Xiaomi unveiled its latest application of advanced algorithms and self-developed speech technology to the accessibility field. The spontaneous style Text-To-Speech technology, which is developed by Xiaomi AI Lab, is used to generate a unique and customized voice for a user with speech disorders. As a part of the ‘Own My Voice’ pre-research project led by the Xiaomi Technical Committee, this successful attempt demonstrates Xiaomi’s commitment to ‘Tech for Good’ and to achieving its mission of “letting everyone in the world enjoy a better life through innovative technology”.
Xiaomi cares about people, and endeavours to fulfil their diverse needs through technological innovation. It discovered the desire of many users with speech disorders to own their unique voices for daily communication and established the ‘Own My Voice’ project team to invite a user with speech disorders as the voice recipient.
We are excited to explore multiple values that technology innovation brings to us, such as responding to users’ demands for self-identity and the construction of identity.Zhu Xi, Technology Committee topic convener on Tech for Good, Xiaomi Corporation
In order to generate the most suitable and personalized voice for the recipient, the project team recruited more than 200 volunteers within Xiaomi to donate their voices. They used the voiceprint matching algorithm to match the features of volunteers’ donated voices with those of the recipient’s voice. Through this approach, they found the most suitable voice as the basic sound of voice reference for the recipient. In consideration of personalization and privacy protection, the chosen real voice was manipulated with complex acoustic modification to form a new and original sound of the voice.
Next, they used spontaneous style Text-To-Speech technology to train AI models, making this new voice gradually gain a natural rhythm and intonation that can truthfully express the emotion and the tone of a human. The ‘Own My Voice’ project combines a variety of most advanced algorithms with Xiaomi’s self-developed speech technology to ensure the specificity, safety, and high genuineness of the synthesized voice, creating a new idea on customized speech synthesis for users with speech disorders.
The backbone of this project is a group of speech technology experts from Xiaomi AI Lab. Since 2017, they have published 37 papers on speech in the proceedings of top international conferences, such as the International Conference on Acoustics, Speech, and Signal Processing (ICASSP).
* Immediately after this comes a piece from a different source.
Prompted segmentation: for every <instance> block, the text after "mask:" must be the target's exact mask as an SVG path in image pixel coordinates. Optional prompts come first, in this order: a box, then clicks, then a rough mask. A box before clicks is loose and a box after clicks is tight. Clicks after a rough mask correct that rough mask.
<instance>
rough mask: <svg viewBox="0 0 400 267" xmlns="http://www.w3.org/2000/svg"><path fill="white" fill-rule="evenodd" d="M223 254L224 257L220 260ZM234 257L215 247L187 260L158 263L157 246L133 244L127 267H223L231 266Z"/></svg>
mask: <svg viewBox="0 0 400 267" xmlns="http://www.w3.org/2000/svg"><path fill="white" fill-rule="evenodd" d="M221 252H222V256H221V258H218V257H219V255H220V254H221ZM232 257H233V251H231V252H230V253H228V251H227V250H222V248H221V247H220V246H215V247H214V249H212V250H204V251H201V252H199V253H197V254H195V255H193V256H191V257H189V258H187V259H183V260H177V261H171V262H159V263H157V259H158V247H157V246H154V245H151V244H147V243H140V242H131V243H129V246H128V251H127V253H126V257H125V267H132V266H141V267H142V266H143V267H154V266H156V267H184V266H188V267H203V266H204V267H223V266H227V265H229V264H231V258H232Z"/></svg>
The success of “Own My Voice” mainly depends on the spontaneous style Text-To-Speech technology developed by them.
The spontaneous style Text-To-Speech technology essentially makes the synthesized voice like a real human in its intonation, pause, speed, and other features. This replaces the monotonous and unnatural feeling of the electronic voice with a more natural one. Currently, this technology applies to many smart devices equipped with Xiaoai, the AI voice assistant of Xiaomi. The “Own My Voice” project showcases that spontaneous style Text-To-Speech technology can also be widely adopted in accessibility areas and improve user experience.
Moving forward, Xiaomi will continue receiving feedback from the voice recipient, and further study the feasibility of this project in a wider range. Xiaomi will keep empowering accessibility through cutting-edge technology, endeavouring to fulfil people’s diverse needs through technology innovation.